Dies war die Realität Berlins bis zum 9.November 1989, als die Mauer fiel und sich Familien erstmals nach 28 Jahren wieder sehen konnten. Bis dahin sind 231 Menschen alleine an der Berliner Mauer ums Leben gekommen, weil DDR-Grenzer auf jeden, der von Ost nach West, von Friedrichshain nach Kreuzberg, von Pankow nach Wedding fliehen wollte, schossen. Im Museum am Checkpoint Charlie in Berlin kann man spannende Lebensgeschichten der Teilung sehen. Ein Besuch lohnt sich.
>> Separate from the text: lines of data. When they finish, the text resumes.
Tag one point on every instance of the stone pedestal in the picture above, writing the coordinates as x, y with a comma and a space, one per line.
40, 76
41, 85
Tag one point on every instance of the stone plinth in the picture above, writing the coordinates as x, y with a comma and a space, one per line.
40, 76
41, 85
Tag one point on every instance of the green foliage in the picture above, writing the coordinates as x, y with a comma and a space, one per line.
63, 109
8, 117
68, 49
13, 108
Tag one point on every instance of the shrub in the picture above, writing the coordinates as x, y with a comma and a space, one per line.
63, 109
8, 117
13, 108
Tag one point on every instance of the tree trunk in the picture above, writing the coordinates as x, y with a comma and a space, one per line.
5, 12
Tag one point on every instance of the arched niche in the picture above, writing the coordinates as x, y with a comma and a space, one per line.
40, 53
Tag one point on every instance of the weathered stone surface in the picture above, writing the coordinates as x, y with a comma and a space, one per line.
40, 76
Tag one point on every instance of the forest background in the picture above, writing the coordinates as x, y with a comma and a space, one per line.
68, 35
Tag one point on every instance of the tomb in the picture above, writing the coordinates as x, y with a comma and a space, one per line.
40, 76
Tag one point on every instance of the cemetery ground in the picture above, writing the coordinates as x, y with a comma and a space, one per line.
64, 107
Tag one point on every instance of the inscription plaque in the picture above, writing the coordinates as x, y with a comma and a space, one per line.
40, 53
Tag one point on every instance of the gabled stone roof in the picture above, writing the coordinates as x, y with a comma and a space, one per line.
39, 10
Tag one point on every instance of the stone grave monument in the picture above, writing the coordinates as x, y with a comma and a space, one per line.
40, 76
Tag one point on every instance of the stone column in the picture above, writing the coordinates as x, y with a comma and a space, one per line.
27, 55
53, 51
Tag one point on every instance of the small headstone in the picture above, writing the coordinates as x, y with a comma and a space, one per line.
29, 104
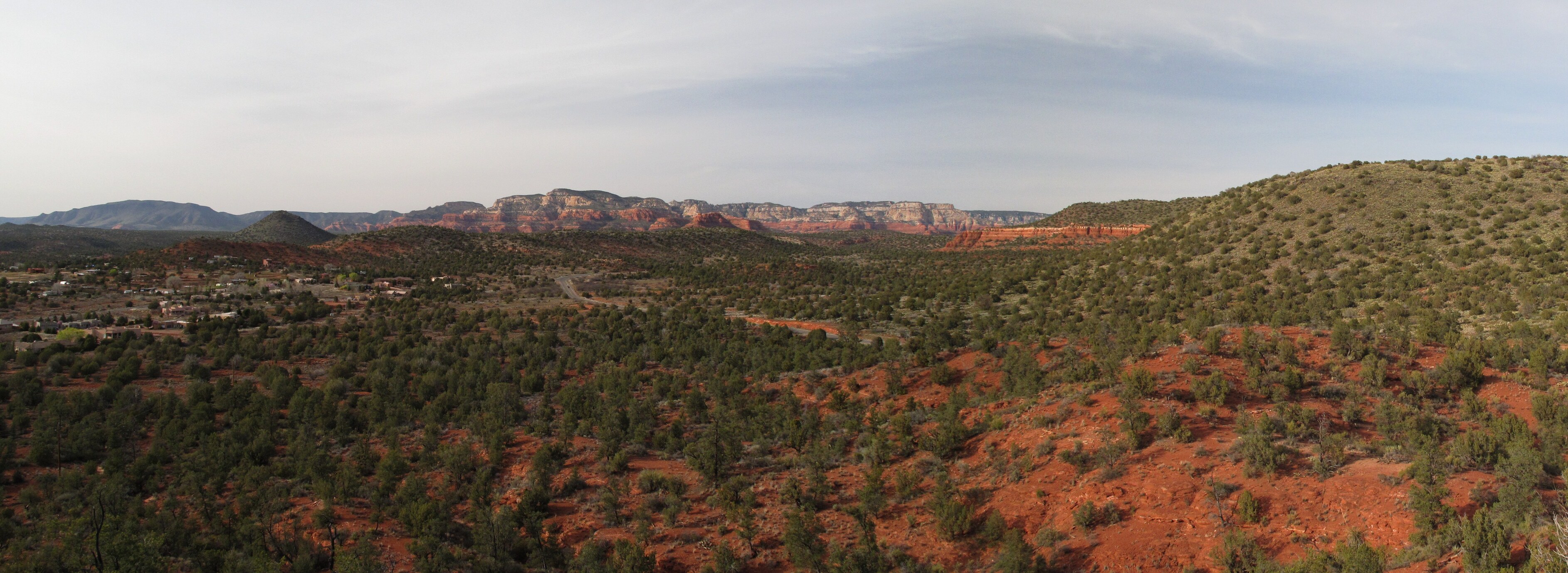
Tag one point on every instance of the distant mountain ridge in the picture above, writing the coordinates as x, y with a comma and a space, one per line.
563, 209
167, 215
570, 209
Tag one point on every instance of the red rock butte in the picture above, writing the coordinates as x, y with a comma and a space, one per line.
590, 210
1045, 237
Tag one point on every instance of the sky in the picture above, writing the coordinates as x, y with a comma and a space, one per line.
331, 106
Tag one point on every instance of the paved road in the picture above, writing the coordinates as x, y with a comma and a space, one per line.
571, 292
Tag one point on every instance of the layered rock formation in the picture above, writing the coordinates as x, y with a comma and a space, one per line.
1042, 237
568, 209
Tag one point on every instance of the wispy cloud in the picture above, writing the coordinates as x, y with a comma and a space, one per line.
992, 106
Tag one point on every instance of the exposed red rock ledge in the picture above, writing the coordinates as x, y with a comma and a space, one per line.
1062, 237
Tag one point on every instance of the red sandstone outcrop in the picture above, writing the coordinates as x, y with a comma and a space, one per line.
1042, 237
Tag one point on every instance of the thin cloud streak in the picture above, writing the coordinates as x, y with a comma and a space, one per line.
338, 106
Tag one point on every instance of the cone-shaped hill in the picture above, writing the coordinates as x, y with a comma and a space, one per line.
283, 228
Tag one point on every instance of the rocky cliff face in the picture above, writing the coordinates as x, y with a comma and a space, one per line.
570, 209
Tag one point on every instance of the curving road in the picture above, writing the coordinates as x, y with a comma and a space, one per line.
571, 292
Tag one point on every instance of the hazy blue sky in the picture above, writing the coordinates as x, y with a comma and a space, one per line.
1009, 106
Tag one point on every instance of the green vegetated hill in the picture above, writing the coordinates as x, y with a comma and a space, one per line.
1429, 243
491, 430
1117, 212
54, 243
283, 228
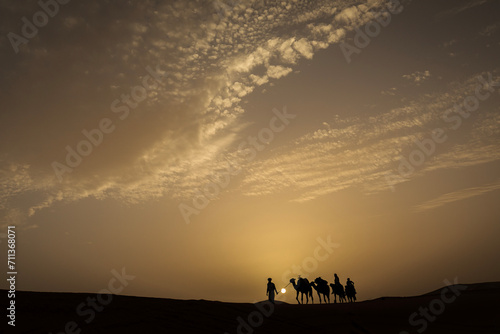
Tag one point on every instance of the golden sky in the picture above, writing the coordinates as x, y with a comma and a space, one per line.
208, 145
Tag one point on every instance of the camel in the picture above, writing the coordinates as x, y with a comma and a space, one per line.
303, 286
338, 290
322, 288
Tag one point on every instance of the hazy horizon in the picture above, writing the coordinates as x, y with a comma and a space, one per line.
207, 146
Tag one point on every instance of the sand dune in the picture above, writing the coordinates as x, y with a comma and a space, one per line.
474, 309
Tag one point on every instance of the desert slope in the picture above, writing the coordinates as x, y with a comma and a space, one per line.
475, 310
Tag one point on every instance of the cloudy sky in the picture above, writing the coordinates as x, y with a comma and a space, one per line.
207, 145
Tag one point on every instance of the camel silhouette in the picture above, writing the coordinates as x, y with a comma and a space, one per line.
304, 287
338, 290
322, 288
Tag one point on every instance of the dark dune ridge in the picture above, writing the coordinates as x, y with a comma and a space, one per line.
475, 310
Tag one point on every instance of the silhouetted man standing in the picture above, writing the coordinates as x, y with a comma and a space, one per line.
271, 288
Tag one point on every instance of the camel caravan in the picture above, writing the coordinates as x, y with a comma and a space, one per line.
304, 287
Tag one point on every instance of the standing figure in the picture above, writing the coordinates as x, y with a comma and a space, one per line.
338, 290
271, 289
350, 291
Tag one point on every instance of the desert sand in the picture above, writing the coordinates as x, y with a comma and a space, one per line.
475, 310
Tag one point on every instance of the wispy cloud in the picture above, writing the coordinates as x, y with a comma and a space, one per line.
457, 196
358, 152
175, 138
418, 77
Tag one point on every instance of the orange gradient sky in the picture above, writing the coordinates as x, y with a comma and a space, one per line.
205, 146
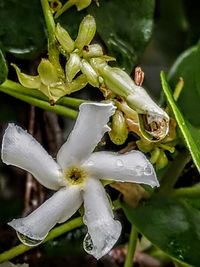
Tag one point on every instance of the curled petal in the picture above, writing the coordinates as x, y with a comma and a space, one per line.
90, 126
103, 230
130, 167
20, 149
61, 206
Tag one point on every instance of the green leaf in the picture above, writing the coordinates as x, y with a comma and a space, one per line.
172, 225
3, 68
125, 27
190, 134
187, 66
21, 28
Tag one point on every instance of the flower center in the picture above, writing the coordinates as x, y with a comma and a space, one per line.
75, 175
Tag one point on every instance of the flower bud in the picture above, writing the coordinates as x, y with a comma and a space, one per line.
90, 73
27, 80
47, 72
94, 50
86, 32
64, 39
119, 131
72, 66
81, 4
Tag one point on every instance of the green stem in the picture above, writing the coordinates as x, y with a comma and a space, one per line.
18, 88
49, 20
60, 110
174, 171
20, 249
131, 247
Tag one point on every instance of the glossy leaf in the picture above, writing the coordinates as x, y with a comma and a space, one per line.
187, 66
3, 68
21, 28
125, 27
190, 134
172, 225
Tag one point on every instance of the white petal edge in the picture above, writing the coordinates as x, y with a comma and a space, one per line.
58, 208
129, 167
103, 230
20, 149
89, 128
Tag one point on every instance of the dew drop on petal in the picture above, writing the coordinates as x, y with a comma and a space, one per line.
87, 243
119, 163
28, 241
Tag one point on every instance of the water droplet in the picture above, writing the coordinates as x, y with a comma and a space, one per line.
29, 241
120, 163
147, 170
87, 243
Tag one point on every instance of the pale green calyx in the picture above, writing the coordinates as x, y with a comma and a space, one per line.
87, 30
119, 131
64, 39
72, 66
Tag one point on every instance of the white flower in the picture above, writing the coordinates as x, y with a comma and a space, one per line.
76, 178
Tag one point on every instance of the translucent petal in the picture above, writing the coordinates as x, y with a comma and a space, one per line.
90, 126
20, 149
130, 167
61, 206
103, 230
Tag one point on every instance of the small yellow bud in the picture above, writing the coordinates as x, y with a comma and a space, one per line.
119, 131
64, 39
86, 32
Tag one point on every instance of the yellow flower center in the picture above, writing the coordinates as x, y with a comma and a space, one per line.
75, 175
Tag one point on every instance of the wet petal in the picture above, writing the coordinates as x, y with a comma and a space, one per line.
90, 126
103, 230
20, 149
61, 206
130, 167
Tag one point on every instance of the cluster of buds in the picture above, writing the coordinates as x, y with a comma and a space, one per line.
86, 63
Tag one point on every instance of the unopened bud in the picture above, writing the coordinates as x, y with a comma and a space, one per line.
27, 80
64, 39
119, 131
72, 67
86, 32
47, 72
94, 50
90, 73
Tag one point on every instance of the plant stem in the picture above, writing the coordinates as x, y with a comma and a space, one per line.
174, 171
131, 247
18, 88
58, 109
49, 20
20, 249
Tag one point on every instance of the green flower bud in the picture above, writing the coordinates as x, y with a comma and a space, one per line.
90, 73
94, 50
81, 4
119, 131
86, 32
47, 72
72, 66
77, 84
64, 39
27, 80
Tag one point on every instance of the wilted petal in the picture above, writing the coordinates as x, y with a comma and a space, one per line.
20, 149
103, 230
130, 167
61, 206
90, 126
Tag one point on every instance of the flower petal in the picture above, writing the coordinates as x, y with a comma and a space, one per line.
61, 206
103, 230
130, 167
20, 149
90, 126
Für viele Türken lag die Mauer quasi vor der Haustür, denn sie lebten in den unattraktiven Wohngegenden direkt an der hässlichen Mauer, sei es in Kreuzberg oder im Wedding.
Als die Mauer fiel, freuten sich zunächst auch die Türken in West-Berlin mit den Ost-Berlinern, die sie in gewohnter Gastfreundlichkeit Willkommen hießen. Doch schnell ändert sich das Klima. Viele Ostdeutsche übernahmen die Jobs, die vorher Türken inne hatten und eine neue Fremdenfeindlichkeit machte sich breit. Bundeskanzlerin Angela Merkel sagte einmal bei einem Empfang für Gastarbeiter der ersten Generation, sie habe als frühere DDR-Bürgerin erst später gemerkt, welche Verletzungen viele Türken 1989 erlebt haben. Plötzlich lagen sich wildfremde Menschen aus West und Ost in den Armen, man zahlte Begrüßungsgeld und vergaß die Nachbarn, die schon seit Jahrzehnten nur ein paar Häuser nebenan wohnten. Nevim Cil hat in einer Studie zum Fall der Mauer einen Gastarbeiter der ersten Generation, der nach der Wiedervereinigung arbeitslos wurde, zitiert: „Die Mauer ist gefallen, und ein Jahr später ist sie uns auf die Köpfe gefallen.“
Bei der ersten Einheit hat Deutschland nach 1945 zunächst zwölf Millionen Vertriebene und Flüchtlinge aus dem Osten integriert und ihnen Aufstiegschancen eröffnet. 1989/1990 kümmerten sich alle um die zweite Einheit und um die Integration der Ostdeutschen. Heute haben wir die Chance, 50 Jahre nach dem Anwerbeabkommen mit der Türkei, endlich die dritte deutsche Einheit zu vollenden, in der jedes Zuwandererkind echte Austiegschancen hat.